Anthropology and Environment Society
Oral Presentation Session
It’s easy to imagine that the way we orient ourselves on the surface of the earth could be intimately tied to the ways in which we apprehend ourselves as persons. But what kinds of conceptual distinctions b(l)ind us to the earth we tread and against which we figure ourselves and others as persons? Studies relating spatial orientation to human sociality have focused on the contrast between egocentric and allocentric spatial Frames of Reference (SFoRs). Ego- and allo- are distinguished by the location of their coordinate’s Anchors--e.g., in the body (left/right) or outside it (cardinal directions). In contrast, the Ground of spatial descriptions--the background against which Figures stand out--affords a distinction orthogonal to ego-/allo-. For example, the three main SFoRs (Intrinsic, Relative, Absolute) are similar in that their Grounds are ad hoc and unconstrained. In contrast, speakers of languages like Quechua use an “environmental” SFoR with Grounds constrained by their shared knowledge and experience of a familiar territory.
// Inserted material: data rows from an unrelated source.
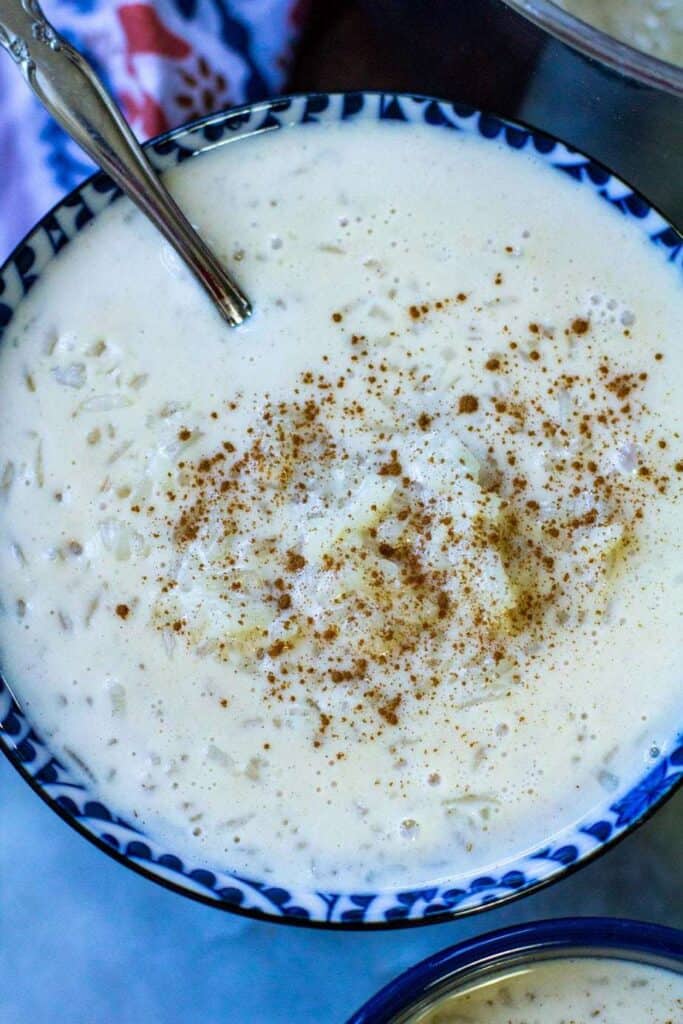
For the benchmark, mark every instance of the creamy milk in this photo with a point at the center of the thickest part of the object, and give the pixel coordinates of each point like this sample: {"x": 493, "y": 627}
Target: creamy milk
{"x": 385, "y": 585}
{"x": 652, "y": 26}
{"x": 567, "y": 991}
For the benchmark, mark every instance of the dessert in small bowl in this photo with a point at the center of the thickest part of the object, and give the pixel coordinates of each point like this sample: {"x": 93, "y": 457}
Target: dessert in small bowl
{"x": 367, "y": 612}
{"x": 642, "y": 39}
{"x": 547, "y": 972}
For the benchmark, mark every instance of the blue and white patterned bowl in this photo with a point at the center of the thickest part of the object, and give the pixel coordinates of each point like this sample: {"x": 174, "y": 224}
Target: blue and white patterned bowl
{"x": 80, "y": 806}
{"x": 521, "y": 945}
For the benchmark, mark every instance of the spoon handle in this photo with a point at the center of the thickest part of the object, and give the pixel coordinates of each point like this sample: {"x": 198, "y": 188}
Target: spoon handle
{"x": 71, "y": 91}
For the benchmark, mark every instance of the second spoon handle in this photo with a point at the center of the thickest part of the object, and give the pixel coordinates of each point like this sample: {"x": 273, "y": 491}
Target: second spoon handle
{"x": 69, "y": 88}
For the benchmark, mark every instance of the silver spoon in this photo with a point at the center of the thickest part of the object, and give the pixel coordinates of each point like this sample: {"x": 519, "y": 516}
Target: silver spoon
{"x": 69, "y": 88}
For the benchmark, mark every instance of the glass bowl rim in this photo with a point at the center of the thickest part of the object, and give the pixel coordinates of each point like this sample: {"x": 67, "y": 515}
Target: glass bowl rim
{"x": 609, "y": 938}
{"x": 600, "y": 46}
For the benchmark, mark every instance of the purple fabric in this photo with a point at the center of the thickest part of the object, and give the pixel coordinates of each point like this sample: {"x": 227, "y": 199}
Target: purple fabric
{"x": 165, "y": 60}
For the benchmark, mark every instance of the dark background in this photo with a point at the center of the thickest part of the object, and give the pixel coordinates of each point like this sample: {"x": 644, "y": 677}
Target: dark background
{"x": 481, "y": 52}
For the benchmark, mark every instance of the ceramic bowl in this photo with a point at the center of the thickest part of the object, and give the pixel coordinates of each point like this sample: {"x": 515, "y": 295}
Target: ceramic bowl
{"x": 484, "y": 957}
{"x": 81, "y": 806}
{"x": 600, "y": 46}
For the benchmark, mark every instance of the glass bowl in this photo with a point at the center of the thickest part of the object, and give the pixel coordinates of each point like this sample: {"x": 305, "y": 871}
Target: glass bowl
{"x": 482, "y": 958}
{"x": 79, "y": 803}
{"x": 600, "y": 46}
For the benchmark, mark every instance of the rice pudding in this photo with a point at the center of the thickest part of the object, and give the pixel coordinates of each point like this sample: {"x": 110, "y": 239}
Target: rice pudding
{"x": 385, "y": 586}
{"x": 566, "y": 991}
{"x": 655, "y": 27}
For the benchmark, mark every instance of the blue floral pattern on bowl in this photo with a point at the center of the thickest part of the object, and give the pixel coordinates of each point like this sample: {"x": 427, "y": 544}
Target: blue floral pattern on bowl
{"x": 80, "y": 807}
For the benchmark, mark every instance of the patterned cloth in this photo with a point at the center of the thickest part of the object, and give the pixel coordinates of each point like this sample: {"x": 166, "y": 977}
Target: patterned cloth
{"x": 165, "y": 60}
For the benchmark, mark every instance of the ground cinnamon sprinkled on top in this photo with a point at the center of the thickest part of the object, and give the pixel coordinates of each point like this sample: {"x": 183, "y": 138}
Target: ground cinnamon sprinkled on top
{"x": 366, "y": 544}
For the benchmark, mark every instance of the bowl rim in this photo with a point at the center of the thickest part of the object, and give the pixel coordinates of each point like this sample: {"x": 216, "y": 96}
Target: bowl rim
{"x": 617, "y": 938}
{"x": 7, "y": 748}
{"x": 600, "y": 46}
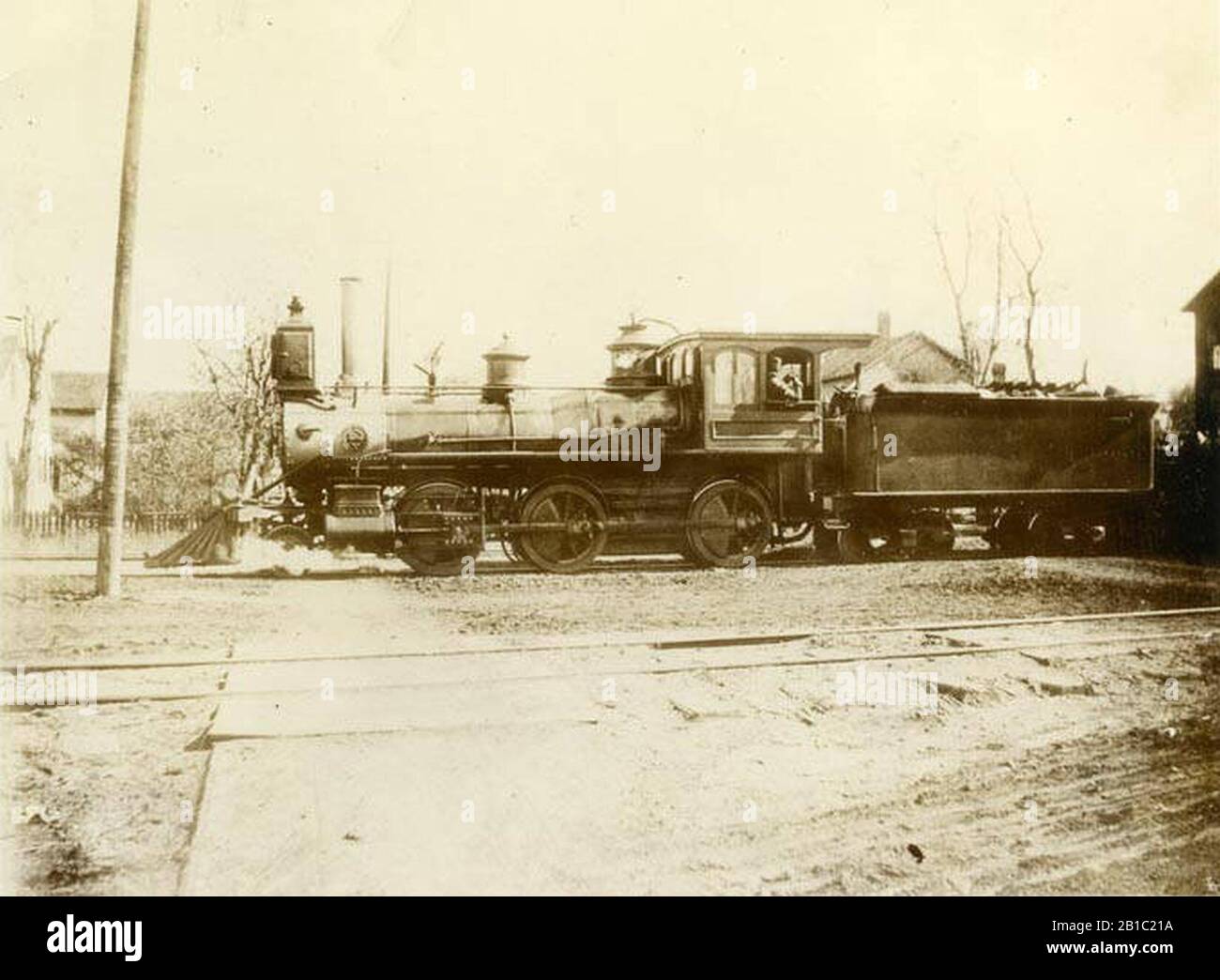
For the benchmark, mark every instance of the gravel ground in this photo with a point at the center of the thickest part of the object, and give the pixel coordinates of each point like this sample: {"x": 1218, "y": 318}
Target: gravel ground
{"x": 105, "y": 802}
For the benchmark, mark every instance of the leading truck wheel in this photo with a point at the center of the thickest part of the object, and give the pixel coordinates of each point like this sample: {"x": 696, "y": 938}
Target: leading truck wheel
{"x": 569, "y": 528}
{"x": 438, "y": 525}
{"x": 728, "y": 523}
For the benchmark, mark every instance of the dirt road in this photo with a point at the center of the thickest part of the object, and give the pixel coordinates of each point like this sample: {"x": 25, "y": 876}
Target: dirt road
{"x": 613, "y": 768}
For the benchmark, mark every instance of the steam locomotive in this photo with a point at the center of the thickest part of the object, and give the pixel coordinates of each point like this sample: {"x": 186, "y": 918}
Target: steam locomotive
{"x": 714, "y": 444}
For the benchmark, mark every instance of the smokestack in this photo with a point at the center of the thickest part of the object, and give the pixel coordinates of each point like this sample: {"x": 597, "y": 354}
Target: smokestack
{"x": 389, "y": 352}
{"x": 357, "y": 348}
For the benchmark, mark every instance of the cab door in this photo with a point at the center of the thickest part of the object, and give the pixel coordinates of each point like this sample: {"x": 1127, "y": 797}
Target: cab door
{"x": 739, "y": 416}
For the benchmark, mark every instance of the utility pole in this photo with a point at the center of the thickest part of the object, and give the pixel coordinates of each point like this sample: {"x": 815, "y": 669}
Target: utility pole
{"x": 114, "y": 487}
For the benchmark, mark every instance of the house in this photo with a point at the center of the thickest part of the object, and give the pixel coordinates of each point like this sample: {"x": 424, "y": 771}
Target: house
{"x": 78, "y": 430}
{"x": 13, "y": 398}
{"x": 78, "y": 406}
{"x": 909, "y": 358}
{"x": 1206, "y": 306}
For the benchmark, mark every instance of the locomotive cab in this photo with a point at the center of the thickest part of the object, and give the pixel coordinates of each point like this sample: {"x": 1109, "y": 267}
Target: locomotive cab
{"x": 757, "y": 391}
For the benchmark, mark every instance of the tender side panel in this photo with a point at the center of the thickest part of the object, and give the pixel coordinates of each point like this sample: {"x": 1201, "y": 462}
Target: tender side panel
{"x": 907, "y": 444}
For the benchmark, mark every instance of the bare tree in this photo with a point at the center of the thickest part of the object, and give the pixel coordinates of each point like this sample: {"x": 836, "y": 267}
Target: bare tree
{"x": 1029, "y": 260}
{"x": 35, "y": 341}
{"x": 958, "y": 285}
{"x": 988, "y": 354}
{"x": 243, "y": 387}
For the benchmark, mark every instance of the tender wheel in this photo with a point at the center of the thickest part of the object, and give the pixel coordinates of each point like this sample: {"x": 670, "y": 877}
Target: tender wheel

For speakers of such “environmental” languages, the communicative context itself is grounded in practical experience and knowledge of a specific territory such that a person is recognizable as a potential interlocutor to the extent that they share this. Finally, studying the Grounds of spatial descriptions helps identify a thread common to three ethnographic observations about Quechua communities: the relative absence of ethnonyms despite their cultural variability, their framing of anxiety about territorial abandonment and dispossession in terms more existential than economic or political, and their recognition of places as persons.